Overblog Suivre ce blog
Editer l'article Administration Créer mon blog

Présentation

  • : Michel Sorin
  • : Le MRC 53 est la structure mayennaise du Mouvement Républicain et Citoyen, qui a pour but de rassembler la gauche républicaine autour des idées de Jean-Pierre Chevènement. Le MRC a pris le relais du Mouvement des Citoyens après les élections de 2002.
  • Contact

Texte libre

Recherche

Courriel

 

 

 

 

Articles Récents

13 août 2012 1 13 /08 /août /2012 21:01

Impossible d’atteindre les objectifs de la loi LMA

 

Les dirigeants de l’association nationale des producteurs de lait indépendants (APLI) ont analysé le Rapport sur la contractualisation dans le secteur laitier* en vue de leur rendez-vous au ministère de l’agriculture, de l’agroalimentaire et de la forêt. Une délégation, composée de André Lefranc, Richard Blanc, Paul de Montvalon, Philippe Grégoire et Denis Jéhannin, a été reçue le 10 août 2012.

 

Cette analyse, reproduite ci-après, est sur le site de l’ASSOCIATION NATIONALE DES PRODUCTEURS DE LAIT.

 

1 – La Loi de modernisation Agricole (LMA) – La contractualisation

 

Etat des lieux

 

« Il n’y aura pas d’alimentation sans agriculteurs, et pas d’agriculteurs sans un revenu stable et décent pour chacun d’entre eux. Le premier objectif de la loi, c’est donc de garantir aux agriculteurs un revenu qui leur permette de vivre dignement de leur travail. »

Bruno Le Maire (08/2010)

 

Adoptée en juillet 2010, la LMA a pour principal objectif d’assurer un équilibre des relations économiques entre les producteurs, les plus faibles, et l’aval de la filière.

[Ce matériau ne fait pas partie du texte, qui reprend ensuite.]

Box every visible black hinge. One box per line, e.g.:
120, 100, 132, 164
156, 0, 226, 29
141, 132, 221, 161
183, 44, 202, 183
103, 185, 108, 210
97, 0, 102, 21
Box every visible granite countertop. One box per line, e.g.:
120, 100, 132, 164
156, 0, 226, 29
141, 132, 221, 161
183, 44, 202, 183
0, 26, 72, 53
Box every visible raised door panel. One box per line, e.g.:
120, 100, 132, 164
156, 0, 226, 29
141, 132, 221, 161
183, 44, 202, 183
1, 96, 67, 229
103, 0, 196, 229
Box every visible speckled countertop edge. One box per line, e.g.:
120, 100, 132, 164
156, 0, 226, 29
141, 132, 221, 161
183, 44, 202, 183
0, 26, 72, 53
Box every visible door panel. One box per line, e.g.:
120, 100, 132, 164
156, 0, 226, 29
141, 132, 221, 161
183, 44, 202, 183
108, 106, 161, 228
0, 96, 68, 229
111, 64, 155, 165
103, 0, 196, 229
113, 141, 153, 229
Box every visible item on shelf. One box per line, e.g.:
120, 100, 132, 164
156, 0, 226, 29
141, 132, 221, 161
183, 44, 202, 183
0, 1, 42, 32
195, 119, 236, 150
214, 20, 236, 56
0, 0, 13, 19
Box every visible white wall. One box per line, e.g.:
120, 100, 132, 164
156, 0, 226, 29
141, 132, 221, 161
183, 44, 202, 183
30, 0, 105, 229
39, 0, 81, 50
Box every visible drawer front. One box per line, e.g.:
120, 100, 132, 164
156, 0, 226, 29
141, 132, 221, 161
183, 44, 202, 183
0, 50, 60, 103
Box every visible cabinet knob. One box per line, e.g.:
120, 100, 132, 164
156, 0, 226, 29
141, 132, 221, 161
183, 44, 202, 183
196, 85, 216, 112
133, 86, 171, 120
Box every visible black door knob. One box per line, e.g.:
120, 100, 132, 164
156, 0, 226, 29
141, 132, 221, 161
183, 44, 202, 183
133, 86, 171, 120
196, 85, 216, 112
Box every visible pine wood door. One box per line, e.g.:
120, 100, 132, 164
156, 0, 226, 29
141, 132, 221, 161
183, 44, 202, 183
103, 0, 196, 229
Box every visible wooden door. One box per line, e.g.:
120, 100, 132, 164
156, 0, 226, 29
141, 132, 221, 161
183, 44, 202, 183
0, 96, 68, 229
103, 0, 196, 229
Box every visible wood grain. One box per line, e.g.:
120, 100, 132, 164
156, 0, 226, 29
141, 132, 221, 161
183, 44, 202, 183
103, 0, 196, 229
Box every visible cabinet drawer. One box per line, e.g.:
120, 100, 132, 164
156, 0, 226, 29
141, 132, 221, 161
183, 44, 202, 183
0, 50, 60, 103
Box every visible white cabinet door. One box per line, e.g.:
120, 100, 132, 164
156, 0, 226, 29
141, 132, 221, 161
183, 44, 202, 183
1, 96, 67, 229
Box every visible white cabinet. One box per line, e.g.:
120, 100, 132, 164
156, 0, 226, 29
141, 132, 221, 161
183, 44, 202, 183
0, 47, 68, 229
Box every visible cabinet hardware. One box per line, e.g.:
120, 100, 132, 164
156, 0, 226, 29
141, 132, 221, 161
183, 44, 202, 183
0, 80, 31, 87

Ainsi, la mesure phare est la mise en place de contrats écrits. Cette contractualisation trouve ses motivations dans la fin annoncée des quotas laitiers (2015), la diminution des dispositifs d’intervention sur les marchés et la volatilité accrue des prix particulièrement marquée par la crise de 2009 ( le prix payé aux producteurs ne couvrant pas les coûts de production).

 

Alors que les transactions agricoles sont soumises aux règles du code du commerce, le producteur étant tenu de communiquer ses conditions générales de vente à l’acheteur, la loi impose la formulation écrite des contrats aux acheteurs. Dans la pratique, la loi laisse dans un premier temps la possibilité de rédiger ces contrats dans le cadre interprofessionnel.

Faute de prémices d’un travail interprofessionnel, c’est le décret du 30 décembre 2010 qui fixe les éléments figurant obligatoirement dans le contrat.

 

Nos réactions

 

Alors que les constats émis dans ce rapport sont clairs :

· Les producteurs ont une relation « de nature contractuelle » avec leurs collecteurs, et leur dépendance de cet acheteur unique, ainsi que la production quotidienne d’un produit non stockable, ne leur permet pas des positions « spéculatives » de court terme (page 16)

· La conclusion de contrats écrits entre les producteurs agricoles et leurs premiers acheteurs a pour principal objectif d’améliorer l’équilibre des relations économiques entre les uns et les autres (page 23)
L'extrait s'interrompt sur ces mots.